Diante do avanço de uma licitação até seus estágios finais, mas com erros dessa natureza, deve-se considerar o artigo 71, inciso III, da Lei nº 14.133, que impõe a anulação de ofício ou por provocação nos casos de ilegalidade insanável. No caso, a ilegalidade decorrerá da quebra de motivação válida do ato administrativo, um motivo desconectado dos fatos estudados, o que viola o artigo 5º (princípios da legalidade, do planejamento e da motivação), sendo que o artigo 11, inciso I, da lei obriga que se assegure a seleção da proposta apta a gerar o resultado de contratação mais vantajoso para a Administração. E uma nulidade ligada à finalidade do ato é insanável, devendo ser reconhecida em qualquer etapa do processo.

Força vinculante do ETP
A estrutura da Lei nº 14.133/2021 confere ao ETP caráter vinculante, como já ponderado, e não apenas porque o artigo 18, parágrafo primeiro, inciso XIII, obriga que ele tenha posicionamento conclusivo sobre a adequação da contratação para o atendimento da necessidade a que se destina, mas porque o TR deve ser elaborado com fundamento nesse posicionamento, como já alertado em face do artigo 6º, inciso XXIII, alínea “b”, sendo nulo o processo que não observe tal coerência.

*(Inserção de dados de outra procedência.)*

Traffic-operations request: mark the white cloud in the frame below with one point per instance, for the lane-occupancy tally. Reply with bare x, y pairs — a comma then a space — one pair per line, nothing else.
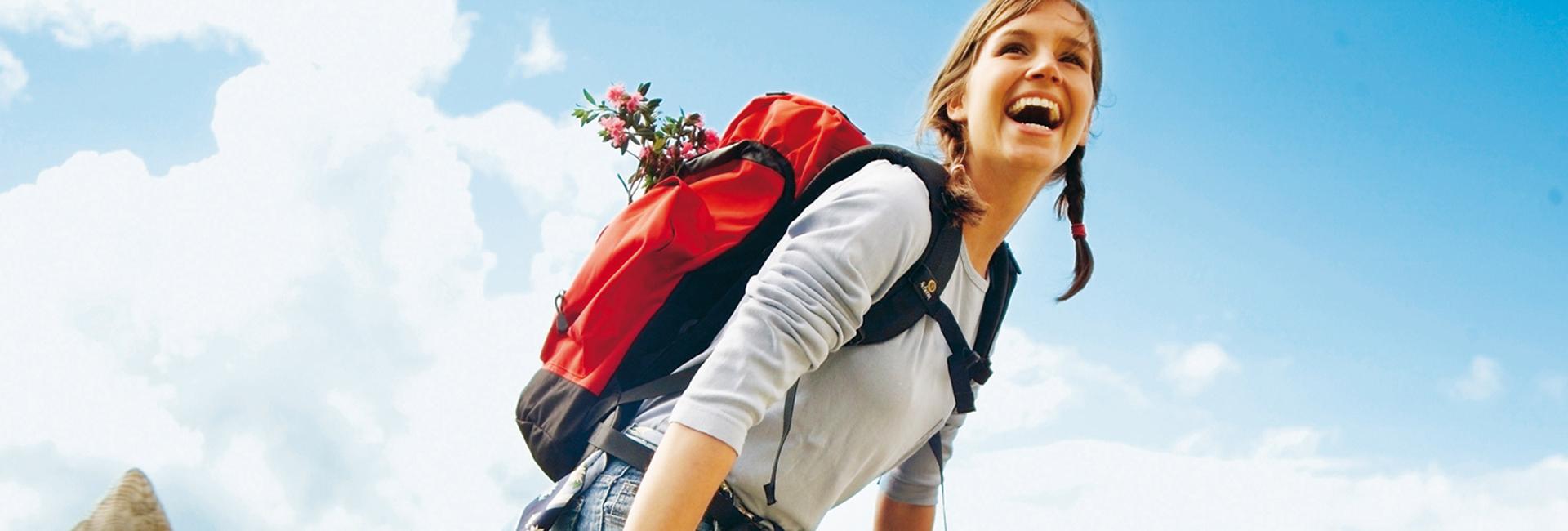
13, 77
1034, 382
1089, 484
407, 44
541, 56
1107, 486
1196, 367
1482, 382
292, 332
20, 505
1194, 442
1552, 386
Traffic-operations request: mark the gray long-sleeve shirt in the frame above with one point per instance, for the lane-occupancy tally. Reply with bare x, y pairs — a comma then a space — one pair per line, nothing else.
862, 411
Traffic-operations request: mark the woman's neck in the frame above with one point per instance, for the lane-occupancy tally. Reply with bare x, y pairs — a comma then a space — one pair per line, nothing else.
1007, 194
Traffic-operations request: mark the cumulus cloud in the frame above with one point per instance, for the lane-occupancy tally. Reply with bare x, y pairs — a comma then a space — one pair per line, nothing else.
410, 44
1482, 382
13, 77
1034, 382
294, 331
541, 56
1107, 486
1196, 367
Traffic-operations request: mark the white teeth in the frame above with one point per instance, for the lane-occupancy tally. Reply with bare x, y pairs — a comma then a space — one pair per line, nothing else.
1049, 105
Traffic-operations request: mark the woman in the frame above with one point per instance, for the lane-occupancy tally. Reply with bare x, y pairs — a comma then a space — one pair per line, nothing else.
1010, 110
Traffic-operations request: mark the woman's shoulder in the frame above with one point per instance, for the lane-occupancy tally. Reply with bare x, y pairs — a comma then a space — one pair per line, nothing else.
882, 194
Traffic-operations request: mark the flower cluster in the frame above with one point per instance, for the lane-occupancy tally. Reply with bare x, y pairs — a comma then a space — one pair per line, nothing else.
662, 143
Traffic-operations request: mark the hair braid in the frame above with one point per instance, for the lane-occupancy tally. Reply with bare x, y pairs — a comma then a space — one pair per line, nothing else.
1071, 204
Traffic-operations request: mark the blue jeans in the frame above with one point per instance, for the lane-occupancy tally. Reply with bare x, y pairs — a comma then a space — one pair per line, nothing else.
606, 502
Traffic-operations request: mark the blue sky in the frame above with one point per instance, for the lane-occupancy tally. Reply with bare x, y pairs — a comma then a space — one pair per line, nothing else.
1329, 237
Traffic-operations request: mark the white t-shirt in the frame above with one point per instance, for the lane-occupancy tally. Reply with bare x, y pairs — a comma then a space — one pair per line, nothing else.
862, 411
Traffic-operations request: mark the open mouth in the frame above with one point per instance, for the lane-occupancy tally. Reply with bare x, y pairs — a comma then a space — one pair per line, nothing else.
1036, 110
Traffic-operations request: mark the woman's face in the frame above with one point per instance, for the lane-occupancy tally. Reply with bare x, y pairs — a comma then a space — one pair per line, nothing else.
1027, 99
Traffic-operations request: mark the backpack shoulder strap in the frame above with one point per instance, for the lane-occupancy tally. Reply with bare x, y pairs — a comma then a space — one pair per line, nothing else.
905, 303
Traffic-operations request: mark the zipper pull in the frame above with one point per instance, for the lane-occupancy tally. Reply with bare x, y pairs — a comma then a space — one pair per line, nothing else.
560, 317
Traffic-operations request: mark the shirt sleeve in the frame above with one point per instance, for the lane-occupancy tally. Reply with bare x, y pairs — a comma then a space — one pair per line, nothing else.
845, 251
918, 478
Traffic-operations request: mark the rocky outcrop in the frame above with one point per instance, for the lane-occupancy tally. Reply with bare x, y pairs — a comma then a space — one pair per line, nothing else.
129, 506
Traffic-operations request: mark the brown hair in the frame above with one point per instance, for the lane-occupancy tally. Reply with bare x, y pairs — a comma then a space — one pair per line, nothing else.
951, 135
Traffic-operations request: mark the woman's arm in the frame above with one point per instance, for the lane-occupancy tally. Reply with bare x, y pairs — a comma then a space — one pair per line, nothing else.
681, 481
898, 515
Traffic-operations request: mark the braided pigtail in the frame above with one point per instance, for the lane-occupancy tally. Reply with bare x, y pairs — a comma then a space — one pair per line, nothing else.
1071, 204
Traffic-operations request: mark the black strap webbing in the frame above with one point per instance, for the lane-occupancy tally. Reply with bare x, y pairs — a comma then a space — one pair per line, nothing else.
789, 414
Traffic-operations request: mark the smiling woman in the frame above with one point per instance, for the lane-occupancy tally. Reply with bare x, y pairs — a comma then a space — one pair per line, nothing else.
1010, 109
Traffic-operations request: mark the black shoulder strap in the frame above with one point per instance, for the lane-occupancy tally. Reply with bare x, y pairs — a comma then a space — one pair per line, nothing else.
918, 293
905, 303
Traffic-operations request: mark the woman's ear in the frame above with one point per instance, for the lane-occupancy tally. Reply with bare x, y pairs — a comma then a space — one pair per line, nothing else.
1084, 141
956, 110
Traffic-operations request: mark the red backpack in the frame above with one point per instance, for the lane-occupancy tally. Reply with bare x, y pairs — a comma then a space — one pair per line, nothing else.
666, 273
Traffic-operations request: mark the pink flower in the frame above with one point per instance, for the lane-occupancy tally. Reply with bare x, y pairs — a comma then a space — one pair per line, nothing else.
617, 127
617, 93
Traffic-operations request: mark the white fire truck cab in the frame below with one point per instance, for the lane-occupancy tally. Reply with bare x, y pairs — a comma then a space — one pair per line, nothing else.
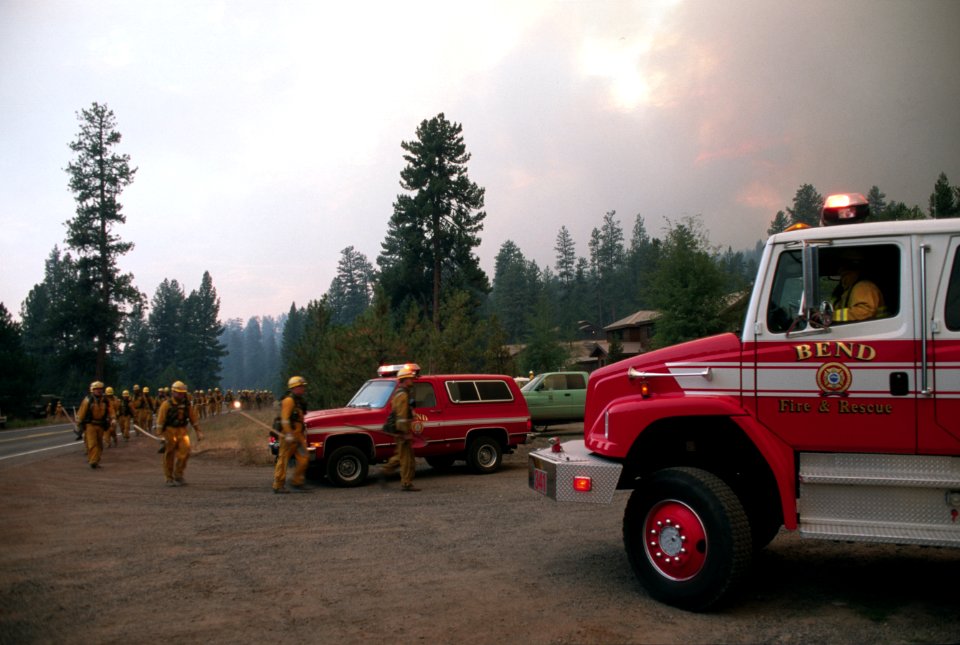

A vinculação também leva a outra reflexão sobre ETP e TR: o ato administrativo somente se sustenta se seus motivos, de fato e de direito, forem verdadeiros, válidos e juridicamente compatíveis.

Incoerência que altera estimativa de valor entre ETP e TR e tem outros reflexos
Embora o foco deste artigo não seja a pesquisa de preços, é relevante destacar os impactos da incoerência entre ETP e TR nesse aspecto:

1) quando se tem determinado estudo do mercado e soluções no ETP se tem não apenas o universo de competidores em potencial, produtos e serviços disponíveis como uma indicação de solução a ser adotada, então, envolvendo certo custo estimado; e

2) se o TR altera especificações técnicas e descaracteriza o que havia sido estudado no ETP isso leva a alteração até radical da base ou do universo de licitantes possíveis e até radical alteração dos custos daquela contratação, o que implica em potencial direcionamento de especificações e eventual sobrepreço, em falta de consonância com todo um trabalho de estudo “de mercado” que havia sido feito ainda no ETP; e

3) em decorrência dessas situações, a competitividade do processo licitatório terá perda e as condições de competição na fase de disputa terá efeitos reflexos danosos, ou seja, um potencial indicador de conflitos administrativos e judiciais logo em seguida.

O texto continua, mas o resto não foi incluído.